Für die vorliegende Ausgabe wurden zehn Symphonien ausgewählt, die alle sieben Tonarten und eine möglichst große stilistische Vielfalt repräsentieren. Die in Klammern gesetzten römischen Zahlen über den Einzelsätzen beziehen sich auf die Zählung im Druck von 1644. In seiner kleinen Vorrede verweist Scheidt auf die Besonderheit eines ‚doppelten' Echos, das gleich in Satz 1 [X] verlangt wird: "Es wollen die Herren Musicanten das Wörtlein Submissius in acht nehmen / welches ich gebrauchet […], welches das letzte und kürtzeste stilleste Eccho ist / als pian, Stille / submissius, noch stiller oder heimlicher."

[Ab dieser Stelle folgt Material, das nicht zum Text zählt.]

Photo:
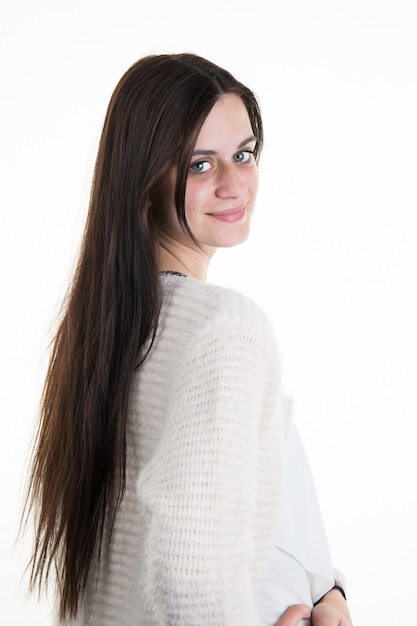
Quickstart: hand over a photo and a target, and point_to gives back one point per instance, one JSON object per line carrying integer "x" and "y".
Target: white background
{"x": 332, "y": 256}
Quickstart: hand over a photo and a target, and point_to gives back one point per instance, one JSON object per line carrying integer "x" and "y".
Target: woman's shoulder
{"x": 204, "y": 305}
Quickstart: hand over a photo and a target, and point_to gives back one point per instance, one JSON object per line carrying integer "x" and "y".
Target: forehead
{"x": 228, "y": 121}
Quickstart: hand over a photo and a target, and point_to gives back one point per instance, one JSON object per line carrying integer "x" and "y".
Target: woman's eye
{"x": 243, "y": 156}
{"x": 200, "y": 167}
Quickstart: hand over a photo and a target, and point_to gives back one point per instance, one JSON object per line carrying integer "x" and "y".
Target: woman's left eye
{"x": 243, "y": 156}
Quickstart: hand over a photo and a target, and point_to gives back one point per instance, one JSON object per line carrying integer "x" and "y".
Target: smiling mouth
{"x": 232, "y": 215}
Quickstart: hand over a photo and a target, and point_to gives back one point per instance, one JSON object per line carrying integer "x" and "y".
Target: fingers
{"x": 294, "y": 615}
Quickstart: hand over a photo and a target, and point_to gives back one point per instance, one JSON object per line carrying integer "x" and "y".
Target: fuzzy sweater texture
{"x": 207, "y": 427}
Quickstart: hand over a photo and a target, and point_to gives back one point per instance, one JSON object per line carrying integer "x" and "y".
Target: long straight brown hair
{"x": 78, "y": 463}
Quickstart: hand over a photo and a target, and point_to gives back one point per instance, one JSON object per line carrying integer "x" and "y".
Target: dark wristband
{"x": 338, "y": 587}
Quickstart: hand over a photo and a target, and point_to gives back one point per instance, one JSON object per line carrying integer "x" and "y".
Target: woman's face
{"x": 222, "y": 181}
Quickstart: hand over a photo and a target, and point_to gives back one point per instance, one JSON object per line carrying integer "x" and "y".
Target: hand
{"x": 332, "y": 610}
{"x": 294, "y": 615}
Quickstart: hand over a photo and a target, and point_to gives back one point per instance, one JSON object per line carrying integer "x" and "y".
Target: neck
{"x": 193, "y": 264}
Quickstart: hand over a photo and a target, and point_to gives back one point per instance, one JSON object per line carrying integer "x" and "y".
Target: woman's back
{"x": 192, "y": 539}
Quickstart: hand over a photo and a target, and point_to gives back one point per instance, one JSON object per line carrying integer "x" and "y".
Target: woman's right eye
{"x": 200, "y": 167}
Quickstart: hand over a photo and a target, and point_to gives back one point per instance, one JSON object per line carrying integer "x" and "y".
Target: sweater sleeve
{"x": 201, "y": 490}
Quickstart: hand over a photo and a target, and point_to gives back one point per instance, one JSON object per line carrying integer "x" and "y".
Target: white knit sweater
{"x": 207, "y": 425}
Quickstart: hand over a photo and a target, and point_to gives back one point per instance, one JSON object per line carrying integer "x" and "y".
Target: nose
{"x": 231, "y": 182}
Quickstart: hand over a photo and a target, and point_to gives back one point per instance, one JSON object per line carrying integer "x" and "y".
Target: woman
{"x": 160, "y": 477}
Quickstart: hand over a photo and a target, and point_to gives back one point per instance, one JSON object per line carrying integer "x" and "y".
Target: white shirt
{"x": 300, "y": 570}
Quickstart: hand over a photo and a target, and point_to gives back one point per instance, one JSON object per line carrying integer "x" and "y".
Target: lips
{"x": 231, "y": 215}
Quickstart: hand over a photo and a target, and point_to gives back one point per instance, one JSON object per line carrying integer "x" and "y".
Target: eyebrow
{"x": 212, "y": 152}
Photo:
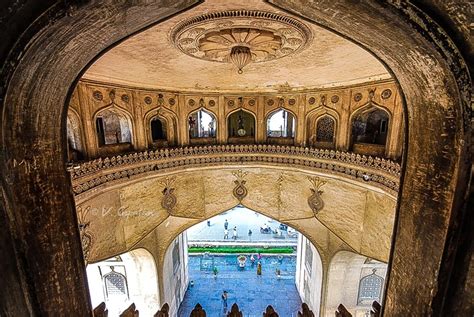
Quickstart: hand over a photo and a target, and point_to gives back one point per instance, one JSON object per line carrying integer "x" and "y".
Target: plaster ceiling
{"x": 151, "y": 60}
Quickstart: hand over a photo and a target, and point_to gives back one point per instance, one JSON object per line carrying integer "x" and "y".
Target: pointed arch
{"x": 202, "y": 126}
{"x": 241, "y": 126}
{"x": 312, "y": 120}
{"x": 369, "y": 131}
{"x": 281, "y": 130}
{"x": 169, "y": 127}
{"x": 114, "y": 125}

Zwar vermerkt Scheidt auf dem Titelblatt, die Symphonien seien "Vornehmlich auff Violinen zu gebrauchen", aber bei ihrer eher ‚neutralen' melodischen Gestaltung ist nichts einzuwenden gegen eine Ausführung mit Blasinstrumenten. Als Generalbassinstrument rechnet Scheidt wohl eher mit einer Orgel als mit einem Cembalo.

Vorlage dieser Edition sind die einzig erhaltenen Stimmbücher von Cantus I, Bassus und Bassus Generalis (Leipzig 1644) in der früheren Stadtbibliothek Danzig (jetzt Biblioteka Gdańska Polskiej Akademii Nauk). Für die Übermittlung des Mikrofilms danke ich der Bibliothek an dieser Stelle ausdrücklich.

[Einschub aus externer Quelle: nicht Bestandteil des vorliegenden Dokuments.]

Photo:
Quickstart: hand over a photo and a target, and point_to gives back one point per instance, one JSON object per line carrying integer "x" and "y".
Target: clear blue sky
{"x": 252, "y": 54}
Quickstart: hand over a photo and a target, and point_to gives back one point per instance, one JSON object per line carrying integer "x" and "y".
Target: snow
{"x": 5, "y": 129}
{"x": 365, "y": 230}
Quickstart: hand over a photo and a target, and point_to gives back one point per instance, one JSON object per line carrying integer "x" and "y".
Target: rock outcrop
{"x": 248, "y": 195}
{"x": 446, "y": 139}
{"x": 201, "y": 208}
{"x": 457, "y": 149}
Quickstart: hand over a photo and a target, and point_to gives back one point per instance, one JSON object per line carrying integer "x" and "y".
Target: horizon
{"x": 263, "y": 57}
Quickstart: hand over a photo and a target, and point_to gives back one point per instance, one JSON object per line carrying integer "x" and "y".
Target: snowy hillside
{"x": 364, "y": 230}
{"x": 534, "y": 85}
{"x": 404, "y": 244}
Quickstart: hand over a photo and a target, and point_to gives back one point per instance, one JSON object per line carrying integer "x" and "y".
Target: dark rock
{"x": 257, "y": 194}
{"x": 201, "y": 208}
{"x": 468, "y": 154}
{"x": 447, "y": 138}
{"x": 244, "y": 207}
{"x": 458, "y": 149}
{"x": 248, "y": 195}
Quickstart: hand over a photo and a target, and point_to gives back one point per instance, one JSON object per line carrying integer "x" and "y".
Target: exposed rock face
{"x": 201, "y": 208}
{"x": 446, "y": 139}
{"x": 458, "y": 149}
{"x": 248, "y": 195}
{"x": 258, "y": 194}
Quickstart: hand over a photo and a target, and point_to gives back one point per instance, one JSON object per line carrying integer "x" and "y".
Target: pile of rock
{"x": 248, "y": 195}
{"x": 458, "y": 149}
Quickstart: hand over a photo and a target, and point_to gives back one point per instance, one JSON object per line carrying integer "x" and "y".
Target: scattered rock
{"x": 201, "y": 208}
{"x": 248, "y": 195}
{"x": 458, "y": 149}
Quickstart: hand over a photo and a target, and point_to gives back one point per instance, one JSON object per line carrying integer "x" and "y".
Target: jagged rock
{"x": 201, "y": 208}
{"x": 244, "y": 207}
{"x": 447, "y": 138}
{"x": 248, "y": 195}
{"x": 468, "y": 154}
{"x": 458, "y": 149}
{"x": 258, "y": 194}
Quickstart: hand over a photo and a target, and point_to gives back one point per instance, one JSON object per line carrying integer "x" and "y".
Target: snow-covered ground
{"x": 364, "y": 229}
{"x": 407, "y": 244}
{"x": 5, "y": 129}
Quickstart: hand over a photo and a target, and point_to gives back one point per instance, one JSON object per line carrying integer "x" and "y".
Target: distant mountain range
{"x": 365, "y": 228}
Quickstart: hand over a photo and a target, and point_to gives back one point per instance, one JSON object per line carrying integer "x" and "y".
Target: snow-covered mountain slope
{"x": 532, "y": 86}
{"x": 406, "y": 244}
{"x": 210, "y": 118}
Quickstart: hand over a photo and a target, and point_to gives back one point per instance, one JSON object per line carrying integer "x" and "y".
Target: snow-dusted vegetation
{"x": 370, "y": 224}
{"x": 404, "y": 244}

Das Stimmbuch des Cantus II fehlt also. Christhard Mahrenholz und Hermann Keller standen als Herausgeber der LXX Symphonien vor der gleichen Situation und entschieden sich für eine Rekonstruktion der fehlenden Stimme (Samuel Scheidts Werke, Band XIII, hrsg. von C. Mahrenholz und H. Keller, Leipzig 1962. Gemeinsame Ausgabe von "VEB Deutscher Verlag für Musik Leipzig" [DVfM] und "Ugrino Verlag Hamburg"). Ihre profunde Kenntnis von Scheidts Kompositionsstil und die präzise Bezifferung der originalen Generalbassstimme ließen sie zu überzeugenden Lösungen kommen, auf die auch die vorliegende Edition zurückgreift. Von Mahrenholz stammt die Fassung des Cantus II in Nr. 1 und 8 unserer Zählung. Keller besorgte die Ergänzung in den übrigen Sätzen.

Vivian Rehmann vom Verlag Breitkopf & Härtel (als Rechtsnachfolger des DVfM) danke ich für die freundlich erteilte Erlaubnis, diese Fassungen verwenden zu dürfen.